Enerplus has agreed to acquire Little Knife and Murphy Creek acreage interests in the Bakken shale in Williston basin in North Dakota from Hess for $312 million and has updated its 2021 guidance including an increased production outlook.
Enerplus Corp., Calgary, has agreed to acquire Little Knife and Murphy Creek acreage interests in the Bakken shale in Williston basin in North Dakota from Hess Corp. for $312 million, effective Mar. 1, and has updated its 2021 guidance including an increased production outlook.
The company is acquiring 78,700 largely contiguous net acres in Dunn County, ND, adjacent to its core Bakken position.
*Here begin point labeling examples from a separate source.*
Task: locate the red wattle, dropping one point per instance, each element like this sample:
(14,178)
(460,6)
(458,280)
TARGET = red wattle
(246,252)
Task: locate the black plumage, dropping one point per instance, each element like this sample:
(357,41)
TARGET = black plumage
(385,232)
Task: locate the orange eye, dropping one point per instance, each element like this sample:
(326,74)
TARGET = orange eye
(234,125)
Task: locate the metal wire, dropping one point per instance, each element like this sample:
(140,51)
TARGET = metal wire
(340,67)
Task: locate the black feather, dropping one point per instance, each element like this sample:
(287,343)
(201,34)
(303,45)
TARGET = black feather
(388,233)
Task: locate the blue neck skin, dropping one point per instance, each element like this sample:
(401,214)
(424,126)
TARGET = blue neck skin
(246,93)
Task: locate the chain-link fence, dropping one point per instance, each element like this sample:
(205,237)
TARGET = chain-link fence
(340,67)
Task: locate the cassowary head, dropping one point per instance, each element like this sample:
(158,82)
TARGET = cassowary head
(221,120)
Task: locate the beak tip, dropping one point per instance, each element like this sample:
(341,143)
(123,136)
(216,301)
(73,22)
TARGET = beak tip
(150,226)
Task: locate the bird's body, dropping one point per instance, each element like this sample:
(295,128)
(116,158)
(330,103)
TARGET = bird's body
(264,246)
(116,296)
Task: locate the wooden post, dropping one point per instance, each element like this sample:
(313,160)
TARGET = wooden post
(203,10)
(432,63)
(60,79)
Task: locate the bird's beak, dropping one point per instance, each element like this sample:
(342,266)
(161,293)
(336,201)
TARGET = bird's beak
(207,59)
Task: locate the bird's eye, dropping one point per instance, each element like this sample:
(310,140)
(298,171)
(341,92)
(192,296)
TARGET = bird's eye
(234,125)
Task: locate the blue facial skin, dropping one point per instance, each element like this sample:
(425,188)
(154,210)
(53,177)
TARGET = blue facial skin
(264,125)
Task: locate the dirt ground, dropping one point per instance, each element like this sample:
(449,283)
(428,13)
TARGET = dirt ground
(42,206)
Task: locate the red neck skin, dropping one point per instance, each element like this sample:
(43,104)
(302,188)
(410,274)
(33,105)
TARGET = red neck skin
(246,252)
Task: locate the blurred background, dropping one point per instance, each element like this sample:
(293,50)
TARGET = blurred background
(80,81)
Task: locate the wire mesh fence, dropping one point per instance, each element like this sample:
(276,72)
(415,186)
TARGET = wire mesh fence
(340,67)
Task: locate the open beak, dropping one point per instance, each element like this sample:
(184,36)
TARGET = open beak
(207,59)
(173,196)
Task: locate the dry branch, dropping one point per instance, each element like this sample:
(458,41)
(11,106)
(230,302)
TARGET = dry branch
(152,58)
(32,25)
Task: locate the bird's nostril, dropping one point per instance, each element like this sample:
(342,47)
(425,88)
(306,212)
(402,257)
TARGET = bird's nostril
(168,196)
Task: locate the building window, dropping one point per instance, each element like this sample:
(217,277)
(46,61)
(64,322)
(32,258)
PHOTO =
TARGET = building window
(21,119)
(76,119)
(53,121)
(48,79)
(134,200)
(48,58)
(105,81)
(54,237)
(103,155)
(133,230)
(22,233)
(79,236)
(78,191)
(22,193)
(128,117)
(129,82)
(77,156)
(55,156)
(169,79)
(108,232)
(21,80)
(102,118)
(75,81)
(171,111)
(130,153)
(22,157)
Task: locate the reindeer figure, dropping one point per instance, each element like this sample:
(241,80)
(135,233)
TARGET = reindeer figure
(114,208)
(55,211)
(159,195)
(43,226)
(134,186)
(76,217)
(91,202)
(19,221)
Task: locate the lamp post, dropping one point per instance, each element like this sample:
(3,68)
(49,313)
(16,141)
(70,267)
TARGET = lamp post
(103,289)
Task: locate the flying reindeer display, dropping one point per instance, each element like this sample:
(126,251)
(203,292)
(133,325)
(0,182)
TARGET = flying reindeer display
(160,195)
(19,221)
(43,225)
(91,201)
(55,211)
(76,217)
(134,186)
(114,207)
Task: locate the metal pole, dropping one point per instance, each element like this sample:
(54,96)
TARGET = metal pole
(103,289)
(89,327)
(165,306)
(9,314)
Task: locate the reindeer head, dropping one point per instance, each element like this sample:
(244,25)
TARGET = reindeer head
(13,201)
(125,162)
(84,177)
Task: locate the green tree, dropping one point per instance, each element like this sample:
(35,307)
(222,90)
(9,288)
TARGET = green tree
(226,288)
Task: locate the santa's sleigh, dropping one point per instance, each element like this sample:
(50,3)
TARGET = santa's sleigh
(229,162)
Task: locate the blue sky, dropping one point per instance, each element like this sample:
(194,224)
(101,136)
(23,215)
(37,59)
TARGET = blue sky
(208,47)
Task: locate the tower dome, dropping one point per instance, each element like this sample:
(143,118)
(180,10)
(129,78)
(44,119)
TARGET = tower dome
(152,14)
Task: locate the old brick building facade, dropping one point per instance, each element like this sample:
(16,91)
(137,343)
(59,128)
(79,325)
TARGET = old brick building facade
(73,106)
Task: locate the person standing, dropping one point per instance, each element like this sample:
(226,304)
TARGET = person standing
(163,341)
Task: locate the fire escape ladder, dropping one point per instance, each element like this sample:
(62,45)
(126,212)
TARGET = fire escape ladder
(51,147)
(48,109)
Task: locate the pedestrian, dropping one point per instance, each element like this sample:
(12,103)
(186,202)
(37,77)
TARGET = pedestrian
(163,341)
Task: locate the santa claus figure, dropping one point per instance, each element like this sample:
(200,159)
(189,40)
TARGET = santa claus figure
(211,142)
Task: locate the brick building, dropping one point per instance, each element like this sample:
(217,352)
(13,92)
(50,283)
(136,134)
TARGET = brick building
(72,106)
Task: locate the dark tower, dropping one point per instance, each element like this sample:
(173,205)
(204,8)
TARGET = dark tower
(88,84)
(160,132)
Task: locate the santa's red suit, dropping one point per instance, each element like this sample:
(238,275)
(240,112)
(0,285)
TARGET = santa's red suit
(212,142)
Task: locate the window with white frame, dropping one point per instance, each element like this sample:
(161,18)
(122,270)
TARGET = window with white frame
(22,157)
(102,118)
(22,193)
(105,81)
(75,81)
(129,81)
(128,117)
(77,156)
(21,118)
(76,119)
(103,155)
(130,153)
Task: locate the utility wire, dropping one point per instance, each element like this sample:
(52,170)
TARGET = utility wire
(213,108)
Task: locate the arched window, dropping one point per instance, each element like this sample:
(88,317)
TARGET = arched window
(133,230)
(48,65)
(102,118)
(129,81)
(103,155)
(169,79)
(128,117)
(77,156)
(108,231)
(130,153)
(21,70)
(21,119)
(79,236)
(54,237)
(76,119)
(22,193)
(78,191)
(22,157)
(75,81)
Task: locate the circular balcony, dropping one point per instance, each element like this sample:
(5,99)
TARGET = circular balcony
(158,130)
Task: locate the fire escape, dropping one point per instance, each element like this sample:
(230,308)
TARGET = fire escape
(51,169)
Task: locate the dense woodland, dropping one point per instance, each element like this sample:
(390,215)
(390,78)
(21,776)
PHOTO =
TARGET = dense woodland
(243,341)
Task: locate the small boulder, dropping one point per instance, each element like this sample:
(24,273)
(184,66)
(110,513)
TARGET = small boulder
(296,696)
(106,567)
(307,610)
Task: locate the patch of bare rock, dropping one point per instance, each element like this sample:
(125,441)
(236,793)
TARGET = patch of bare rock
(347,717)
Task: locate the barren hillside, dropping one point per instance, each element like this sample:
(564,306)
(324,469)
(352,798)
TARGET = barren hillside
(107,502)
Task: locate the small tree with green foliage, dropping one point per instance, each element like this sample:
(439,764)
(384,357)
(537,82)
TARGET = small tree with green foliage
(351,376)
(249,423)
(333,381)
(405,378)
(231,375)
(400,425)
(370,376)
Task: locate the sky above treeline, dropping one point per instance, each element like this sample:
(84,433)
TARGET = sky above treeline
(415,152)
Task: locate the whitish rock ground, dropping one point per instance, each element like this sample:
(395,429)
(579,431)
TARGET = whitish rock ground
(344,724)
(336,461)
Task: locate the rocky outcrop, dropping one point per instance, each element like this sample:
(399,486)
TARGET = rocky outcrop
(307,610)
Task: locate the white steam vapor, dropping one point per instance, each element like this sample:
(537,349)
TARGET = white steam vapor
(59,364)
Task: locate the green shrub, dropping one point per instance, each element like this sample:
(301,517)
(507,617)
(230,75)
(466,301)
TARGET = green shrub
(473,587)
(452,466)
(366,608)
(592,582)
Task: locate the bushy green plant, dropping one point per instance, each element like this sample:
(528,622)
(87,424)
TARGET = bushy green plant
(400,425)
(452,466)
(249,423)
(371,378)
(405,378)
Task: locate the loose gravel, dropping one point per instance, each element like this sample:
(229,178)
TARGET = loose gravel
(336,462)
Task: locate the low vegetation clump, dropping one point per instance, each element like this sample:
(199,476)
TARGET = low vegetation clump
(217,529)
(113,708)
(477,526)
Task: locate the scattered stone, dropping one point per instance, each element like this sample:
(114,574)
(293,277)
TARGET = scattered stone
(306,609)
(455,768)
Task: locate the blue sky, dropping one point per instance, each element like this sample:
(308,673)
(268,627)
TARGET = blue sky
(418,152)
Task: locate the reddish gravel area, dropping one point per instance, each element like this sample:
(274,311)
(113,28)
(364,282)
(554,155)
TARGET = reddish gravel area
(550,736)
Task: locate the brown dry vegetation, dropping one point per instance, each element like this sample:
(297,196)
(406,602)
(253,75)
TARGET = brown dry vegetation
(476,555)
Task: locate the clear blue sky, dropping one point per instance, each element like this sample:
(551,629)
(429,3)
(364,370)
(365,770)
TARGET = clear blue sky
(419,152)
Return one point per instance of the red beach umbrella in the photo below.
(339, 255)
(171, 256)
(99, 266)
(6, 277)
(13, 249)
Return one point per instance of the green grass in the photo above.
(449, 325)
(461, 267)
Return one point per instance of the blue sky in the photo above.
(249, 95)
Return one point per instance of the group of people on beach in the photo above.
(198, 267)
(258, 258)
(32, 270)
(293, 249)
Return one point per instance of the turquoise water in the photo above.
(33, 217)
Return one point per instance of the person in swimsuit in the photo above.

The deal includes 110 net tier one undrilled locations (77% operated) which immediately compete for capital with Enerplus’ existing locations, the company said.
With the acquired assets, Enerplus estimates it will have about 10 years of drilling inventory under mid-single digit annual liquids production growth rates. The deal includes 120 net operated undrilled locations which are economic based on current crude oil prices, and which offer the potential for more compelling returns with the application of modern stimulation and production technologies, it said.
The acreage is 100% held by production with an average of two producing wells per drilling spacing unit. Recent development by offset operators deploying modern stimulation designs (high proppant and fluid intensity) has delivered strong well results in both the Middle Bakken and Three Forks formations, Enerplus said. The total 230 net undrilled inventory locations are almost exclusively focused in the Middle Bakken formation, and additional development potential exists beyond this in the Three Forks formation, Enerplus said. The acreage has limited exposure to federal land (less than 3% of the total net acreage).
The deal includes about 6,000 boe/d (76% tight oil, 10% NGL, 14% natural gas) of estimated working interest production (before deduction of royalties) with a base decline rate under 20% (10% on the operated production, 37% on the non-operated production).
An independent reserves report on the properties, prepared by McDaniel & Associates, as of Mar. 1, assigned proved plus probable reserves of 62.7 MMboe consisting of 49.7 million bbl of tight oil, 7.1 million bbl of NGL, and 35.1 bcf of shale gas (working interest).
Closing is subject to customary closing conditions and is expected to occur in May.
Enerplus has increased its 2021 production guidance to 111,000-115,000 boe/d from 103,500-108,500 boe/d, including 68,500-71,500 b/d of liquids from 63,000-67,000 b/d based on an 8-month contribution from the acquisition to the company’s 2021 production. The increase was also driven by operating performance in North Dakota and higher than expected production in the Marcellus through the first 3 months of the year.
Capital spending in 2021 is revised to $360-400 million from $335-385 million in connection with the acquired assets.